On 7 August, hundreds of workers walked off the job at a Kmart distribution warehouse in the city’s west. They were unhappy with the company’s virus control efforts after a worker tested positive.
Three days later, more than 60 workers at a Mitre 10 distribution centre in Derrimut, also in Melbourne’s western suburbs, stopped work over a positive case. The warehouse was shut down and workers were sent home with pay to be tested. They forced the company to stop cross contamination between sheds and to provide protective equipment for each worker.
Yet, at his daily press conferences, Premier Daniel Andrews expresses great empathy with bosses, while endlessly repeating stories about individuals caught going out for a coffee at night. Despite repeating the mantra that “these rules are there for all of us”, he seems uninterested in naming, shaming and going after the bosses risking their workers’ lives and spreading the pandemic. In fact, he’s caved to pressure from employers’ associations.
Jim Penman, a right-wing crank and CEO of Jim’s Group, told his franchisees that if they disobeyed the new restrictions, he would defend them. Then he wrote an open letter accusing the premier of “replacing well thought out departmental regulations with your personal agenda” for shutting down some non-essential businesses. In his reply, Andrews struck an apologetic tone: “I appreciate this is very painful, very difficult”.
When stage four restrictions were announced, building companies threatened to shut down the state’s construction industry – so Andrews caved, and let them move workers between three sites a week. After employers at warehouses and distribution centres threatened “supply-chain problems” in supermarkets if the government went ahead with restrictions in their sector, Andrews decided to let the warehouses continue to work at full capacity and gave them an extension on the original deadline.
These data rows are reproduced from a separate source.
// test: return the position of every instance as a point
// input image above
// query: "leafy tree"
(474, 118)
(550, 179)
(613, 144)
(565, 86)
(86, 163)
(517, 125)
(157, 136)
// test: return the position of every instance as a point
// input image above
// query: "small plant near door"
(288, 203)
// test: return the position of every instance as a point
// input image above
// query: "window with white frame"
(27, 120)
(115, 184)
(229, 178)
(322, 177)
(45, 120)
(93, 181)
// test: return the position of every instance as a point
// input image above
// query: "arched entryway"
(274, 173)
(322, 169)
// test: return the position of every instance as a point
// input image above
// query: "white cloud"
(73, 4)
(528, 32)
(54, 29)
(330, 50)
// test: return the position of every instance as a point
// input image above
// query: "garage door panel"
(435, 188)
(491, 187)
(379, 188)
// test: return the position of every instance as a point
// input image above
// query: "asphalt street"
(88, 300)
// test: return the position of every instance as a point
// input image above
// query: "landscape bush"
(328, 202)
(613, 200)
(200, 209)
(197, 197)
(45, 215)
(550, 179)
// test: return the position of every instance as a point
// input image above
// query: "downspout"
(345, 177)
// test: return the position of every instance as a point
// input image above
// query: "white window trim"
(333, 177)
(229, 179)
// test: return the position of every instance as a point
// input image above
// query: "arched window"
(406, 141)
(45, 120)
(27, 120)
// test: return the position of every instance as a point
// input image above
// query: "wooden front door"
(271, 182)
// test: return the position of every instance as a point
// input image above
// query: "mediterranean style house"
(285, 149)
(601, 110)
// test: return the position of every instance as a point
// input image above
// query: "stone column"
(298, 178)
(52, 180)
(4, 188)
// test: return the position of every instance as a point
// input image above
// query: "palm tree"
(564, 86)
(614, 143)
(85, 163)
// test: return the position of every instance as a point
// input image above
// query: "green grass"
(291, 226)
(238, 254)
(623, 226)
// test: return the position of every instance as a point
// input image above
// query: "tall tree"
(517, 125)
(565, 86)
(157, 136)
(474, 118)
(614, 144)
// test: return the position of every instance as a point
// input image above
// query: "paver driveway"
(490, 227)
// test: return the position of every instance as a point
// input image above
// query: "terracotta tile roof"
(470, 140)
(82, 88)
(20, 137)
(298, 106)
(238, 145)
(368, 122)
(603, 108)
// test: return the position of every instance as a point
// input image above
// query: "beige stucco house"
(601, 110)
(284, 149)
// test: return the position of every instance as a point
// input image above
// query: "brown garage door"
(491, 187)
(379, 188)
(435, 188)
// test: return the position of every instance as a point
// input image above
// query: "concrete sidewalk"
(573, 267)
The premier seems uninterested in disciplining companies that break restrictions or run unsafe workplaces with the same vigour he seems to apply to random individuals. His daily press conferences are structured to reassure bosses and threaten workers, even when workers are having to stand up to the irresponsible, disease-spreading practices of employers.
This hasn’t been lost on health experts. “I can’t believe we are not seeing laws requiring employers to make workplaces COVID-safe, and instead we have this mass focus on individual members of the public, and not even in the settings which most COVID-19 transmissions are happening”, Daniel Reeders, a health promotion practitioner who has worked on virus responses for years, told the Guardian.
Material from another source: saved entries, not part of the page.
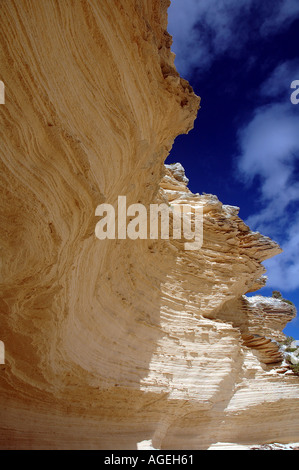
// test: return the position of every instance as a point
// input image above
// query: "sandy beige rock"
(119, 343)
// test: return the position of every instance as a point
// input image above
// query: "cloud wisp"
(204, 30)
(269, 152)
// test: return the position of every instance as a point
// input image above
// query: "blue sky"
(241, 57)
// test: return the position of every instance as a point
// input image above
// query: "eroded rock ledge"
(111, 343)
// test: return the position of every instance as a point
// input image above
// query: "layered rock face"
(110, 343)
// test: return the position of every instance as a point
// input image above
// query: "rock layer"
(112, 343)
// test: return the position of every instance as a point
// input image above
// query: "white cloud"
(269, 150)
(203, 30)
(278, 84)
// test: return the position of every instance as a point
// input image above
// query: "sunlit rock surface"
(121, 344)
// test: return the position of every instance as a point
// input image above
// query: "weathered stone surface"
(120, 343)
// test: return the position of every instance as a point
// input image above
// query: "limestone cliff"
(111, 343)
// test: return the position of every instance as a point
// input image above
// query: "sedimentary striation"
(114, 343)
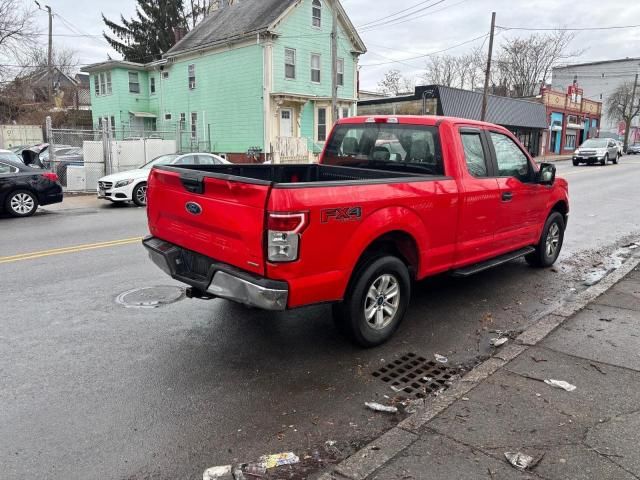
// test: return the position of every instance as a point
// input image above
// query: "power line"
(428, 54)
(562, 29)
(388, 17)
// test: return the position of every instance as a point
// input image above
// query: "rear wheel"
(550, 243)
(140, 194)
(21, 204)
(376, 301)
Warehouse workers, like others involved in transport and logistics, perform some of the lockdown’s most essential work. It’s mostly indoor manual labour, with large, often casual, workforces – perfect conditions for the virus to spread. The workers’ organisation shown in the health-and-safety stoppages is the most important method of enforcing safety in workplaces, where the majority of outbreaks happen.
And the successful strikes by these essential workers show that we can fight for much more. In Wyong, central New South Wales, 500 workers at a Woolworths distribution centre walked out in late July. They weren’t prompted by a coronavirus scare, but were demanding a pay rise and for an end to insecure work. They’d been negotiating for five months. Workers struck for a day, and bosses responded with a lockout. By the time work resumed, two weeks later, the workers had won wage rises of more than 10 percent and permanent jobs for labour-hire workers. Essential workers – not just warehouse workers, but teachers, childcare workers, supermarket workers, health care front liners and more – can strike and win better pay and conditions during a pandemic.
We need strikes to protect us from other threats, too. We’re entering a prolonged period of crisis. Unemployment is high, and bosses in some industries are going on the offensive. The economic recession can ruin lives and kill just like a virus. And just as with the virus, we can protect ourselves best with working-class organisation and strike action.